Detective novelist Craig Johnson makes crime pay

Publisher Viking Penguin hopes his fourth book, 'Another Man's Moccasins,' raises his profile.

CRAIG Johnson comes as advertised. Standing outside the Autry National Center on a boiling summer afternoon, the Wyoming-based crime novelist is decked out in a long-sleeve shirt made of heavy cotton, scuffed brown boots and a 10-gallon hat that provides shade, but not nearly enough. Spotting his interlocutor, Johnson sticks out his hand and delivers a booming "How ya doin'?!" This is the same Marlboro Man who squints at readers from the window of a beat-up junker truck on the jackets of his four novels, which includes the recently released "Another Man's Moccasins."

If you didn't know that Johnson was a rising star in the crime novel genre, you might mistake the guileless rancher for a hayseed agog in the big city. That is, until he goes inside the museum and wanders around its latest exhibit on presidents and cowboys. Suddenly, Johnson is dropping little nuggets of historical information like a docent. Passing a photo of Bat Masterson, Johnson, 47, reels off the titles of some of the dime novels that the famed western crime-fighter wrote. He's got a few choice factoids on Lyndon B. Johnson and Calvin Coolidge as well.

In "Another Man's Moccasins," Johnson flashes back and forth between present-day Wyoming -- the setting for all four of his novels -- and LBJ-era Vietnam, where Johnson's protagonist, Sheriff Walt Longmire, once served as a Marine investigator during the war. As Longmire, the star of all four Johnson novels, searches for the killer of a Vietnamese girl who's found on the highway in tiny Absaroka County, his past creeps up on him, back to memories of drug runners and prostitutes among the mud and pestilence of Tan Son Nhut and Tet. As Longmire unravels the present-day murder mystery, Johnson uses his parallel stories to ponder racism, redemption and the gravitational pull of the past.
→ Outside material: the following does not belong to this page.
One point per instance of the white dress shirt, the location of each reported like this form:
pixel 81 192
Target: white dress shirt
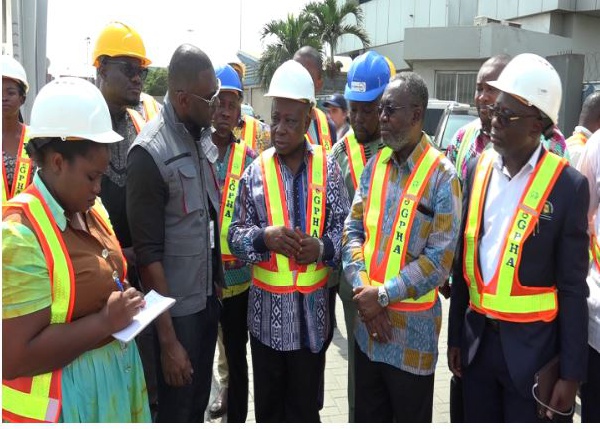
pixel 503 196
pixel 589 166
Like the greatest crime novelists, Johnson is a student of human nature. Walt Longmire is strong but fallible, a man whose devil-may-care stoicism masks a heightened sensitivity to the horrors he's witnessed. "Longmire has seen some bad stuff in his life," said Johnson. "I suppose there's a good deal of myself in Walt, but he's unhappier than I am. He certainly believes in the goodness of humankind even as he deals with his share of, for lack of a better word, evil."